There were increases in rents in Dublin and Cork, Louth, Kildare, Wicklow, Carlow and Kildare in November when compared with the same month last year.
A fall-off in the stock of rental properties in larger cities such as Dublin and Cork has resulted in rents rising for the first time in three years.
But the nationwide rise of 0.2pc in rents masks falls in Galway, Limerick, Waterford and most of the midlands, according to a new report from Daft.ie.
The average rent, which includes various property types, is now €825, a fall of 25pc from the peak in 2007.
Huge regional variations in rental amounts are thrown up in the survey with monthly rents as low as €458 in Longford compared with €1,050 in Dublin.
The most significant rises in rents have been in Cork with an increase of 6.2pc in the past year to an average of €883.
Daft economist Ronan Lyons said that up to now, rents had effectively been static for almost two years.
"However, differences between urban and rural areas persist, with greatest demand and smallest oversupply in Cork and Dublin, in particular," he said.
Mr Lyons said the total stock of properties on the rental market fell from 20,000 in July to 16,000 in November.
This was mainly due to a fall in property prices in Dublin, where the rental stock has fallen by almost 60pc in two years.
Another major factor was the reluctance of would-be new buyers to enter the market because of fears of further price falls and the lack of mortgage lending.
But the Daft economist warned that proposals from Social Protection Minister Joan Burton for the Budget to reduce the €465m being spent on rent allowance could have a major impact on rent levels.
Around 96,000 people receive rent supplement.
Mr Lyons said any reform of rent allowance may impact on rents.
This means that rents are likely to continue to rise in urban markets next year with decreases in rural areas.
Meanwhile, KBC Bank has tightened its rules on lending.

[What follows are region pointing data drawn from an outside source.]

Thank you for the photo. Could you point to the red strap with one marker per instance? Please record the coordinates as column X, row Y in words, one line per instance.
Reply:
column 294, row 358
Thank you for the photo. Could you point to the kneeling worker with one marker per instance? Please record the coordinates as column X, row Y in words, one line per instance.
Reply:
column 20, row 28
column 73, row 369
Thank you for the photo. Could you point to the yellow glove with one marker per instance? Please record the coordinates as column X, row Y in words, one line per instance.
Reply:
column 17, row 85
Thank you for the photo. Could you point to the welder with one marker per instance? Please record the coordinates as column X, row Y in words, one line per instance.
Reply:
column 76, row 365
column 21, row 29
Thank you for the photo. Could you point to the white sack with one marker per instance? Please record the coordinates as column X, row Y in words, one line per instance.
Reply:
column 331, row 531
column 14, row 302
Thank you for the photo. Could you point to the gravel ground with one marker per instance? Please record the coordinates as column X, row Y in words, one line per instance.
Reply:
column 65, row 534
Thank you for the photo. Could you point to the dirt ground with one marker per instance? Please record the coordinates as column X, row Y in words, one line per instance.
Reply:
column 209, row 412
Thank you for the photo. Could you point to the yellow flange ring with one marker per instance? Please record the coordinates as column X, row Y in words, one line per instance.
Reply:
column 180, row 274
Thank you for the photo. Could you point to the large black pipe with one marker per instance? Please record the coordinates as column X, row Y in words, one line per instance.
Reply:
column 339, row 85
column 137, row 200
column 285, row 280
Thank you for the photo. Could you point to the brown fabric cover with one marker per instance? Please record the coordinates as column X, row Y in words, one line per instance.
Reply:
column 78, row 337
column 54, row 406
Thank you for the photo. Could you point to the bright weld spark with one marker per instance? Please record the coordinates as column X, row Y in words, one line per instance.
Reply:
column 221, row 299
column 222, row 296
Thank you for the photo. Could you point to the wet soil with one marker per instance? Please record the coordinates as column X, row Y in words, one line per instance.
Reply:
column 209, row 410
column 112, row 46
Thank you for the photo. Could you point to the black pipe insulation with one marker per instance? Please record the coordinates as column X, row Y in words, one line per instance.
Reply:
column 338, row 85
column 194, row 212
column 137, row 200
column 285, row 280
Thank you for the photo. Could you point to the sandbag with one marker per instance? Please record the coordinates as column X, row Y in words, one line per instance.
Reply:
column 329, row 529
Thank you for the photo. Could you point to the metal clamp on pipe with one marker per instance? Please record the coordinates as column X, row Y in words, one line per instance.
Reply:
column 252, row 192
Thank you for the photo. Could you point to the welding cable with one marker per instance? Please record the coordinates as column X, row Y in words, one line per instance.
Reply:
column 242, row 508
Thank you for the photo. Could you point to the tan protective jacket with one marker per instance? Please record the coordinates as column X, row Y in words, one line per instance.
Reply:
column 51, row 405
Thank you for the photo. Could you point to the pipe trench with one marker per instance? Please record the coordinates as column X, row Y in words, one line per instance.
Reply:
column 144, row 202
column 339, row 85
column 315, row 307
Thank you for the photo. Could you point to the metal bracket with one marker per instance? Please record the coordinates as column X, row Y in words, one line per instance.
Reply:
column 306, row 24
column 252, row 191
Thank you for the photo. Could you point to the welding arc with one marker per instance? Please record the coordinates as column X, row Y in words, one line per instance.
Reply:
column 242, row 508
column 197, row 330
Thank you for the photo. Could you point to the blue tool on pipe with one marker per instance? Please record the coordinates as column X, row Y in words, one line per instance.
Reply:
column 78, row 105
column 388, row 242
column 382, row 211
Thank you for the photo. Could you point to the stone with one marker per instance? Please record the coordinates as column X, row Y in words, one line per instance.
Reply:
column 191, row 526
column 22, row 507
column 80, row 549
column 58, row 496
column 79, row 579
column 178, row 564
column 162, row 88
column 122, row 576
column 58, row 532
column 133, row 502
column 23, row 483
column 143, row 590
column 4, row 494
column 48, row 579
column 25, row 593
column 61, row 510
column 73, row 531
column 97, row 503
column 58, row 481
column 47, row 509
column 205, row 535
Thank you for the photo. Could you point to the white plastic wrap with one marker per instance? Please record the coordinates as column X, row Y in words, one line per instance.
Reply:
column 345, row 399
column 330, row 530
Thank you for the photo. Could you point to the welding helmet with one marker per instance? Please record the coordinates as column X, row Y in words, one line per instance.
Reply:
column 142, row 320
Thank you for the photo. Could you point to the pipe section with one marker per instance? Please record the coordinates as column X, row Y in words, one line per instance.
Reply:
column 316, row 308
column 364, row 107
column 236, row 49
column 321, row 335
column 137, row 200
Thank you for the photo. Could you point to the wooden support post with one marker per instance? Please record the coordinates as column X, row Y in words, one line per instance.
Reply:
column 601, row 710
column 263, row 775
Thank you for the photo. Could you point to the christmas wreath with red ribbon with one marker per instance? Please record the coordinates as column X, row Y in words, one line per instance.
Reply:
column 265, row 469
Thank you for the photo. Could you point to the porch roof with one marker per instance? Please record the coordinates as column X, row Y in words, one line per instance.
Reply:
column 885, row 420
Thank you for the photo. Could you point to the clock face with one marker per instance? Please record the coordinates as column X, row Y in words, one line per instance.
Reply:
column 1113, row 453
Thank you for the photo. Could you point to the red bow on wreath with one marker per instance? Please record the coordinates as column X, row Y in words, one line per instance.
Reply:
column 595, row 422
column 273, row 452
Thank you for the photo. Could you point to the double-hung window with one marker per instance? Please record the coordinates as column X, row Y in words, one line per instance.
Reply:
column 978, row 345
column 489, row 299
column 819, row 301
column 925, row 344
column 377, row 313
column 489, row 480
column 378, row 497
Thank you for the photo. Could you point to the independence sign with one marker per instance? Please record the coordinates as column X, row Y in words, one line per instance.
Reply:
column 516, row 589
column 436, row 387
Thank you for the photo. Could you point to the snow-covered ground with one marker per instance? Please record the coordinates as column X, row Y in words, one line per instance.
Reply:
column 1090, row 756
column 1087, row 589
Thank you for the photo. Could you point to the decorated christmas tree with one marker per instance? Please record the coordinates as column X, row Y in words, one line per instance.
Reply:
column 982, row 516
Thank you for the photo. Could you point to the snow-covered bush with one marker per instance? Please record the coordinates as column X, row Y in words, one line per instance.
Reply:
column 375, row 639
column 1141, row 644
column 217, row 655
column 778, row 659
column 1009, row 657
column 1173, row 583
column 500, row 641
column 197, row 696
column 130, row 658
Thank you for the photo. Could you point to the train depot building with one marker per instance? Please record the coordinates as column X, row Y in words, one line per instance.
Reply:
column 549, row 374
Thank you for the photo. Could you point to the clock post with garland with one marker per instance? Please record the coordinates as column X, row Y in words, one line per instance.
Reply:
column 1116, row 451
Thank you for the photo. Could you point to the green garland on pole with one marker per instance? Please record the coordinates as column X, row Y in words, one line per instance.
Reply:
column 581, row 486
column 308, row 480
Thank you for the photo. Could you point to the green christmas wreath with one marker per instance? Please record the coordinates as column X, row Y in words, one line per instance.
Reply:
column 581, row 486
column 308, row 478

The bank now requires first-time buyers to have a deposit that is 20pc of the value of property being purchased.
Up to now, it would provide a mortgage if buyers had a deposit that amounted to 10pc of the value of the property.
The bank claimed it had changed its lending criteria because it wanted to act in a "prudent and sensible manner".
Last week, it said that more than 15pc of its Irish loan book of €16bn was in arrears of more than three months at the end of September.
Brokers said it was one of the few lenders active in the first-time buyer market.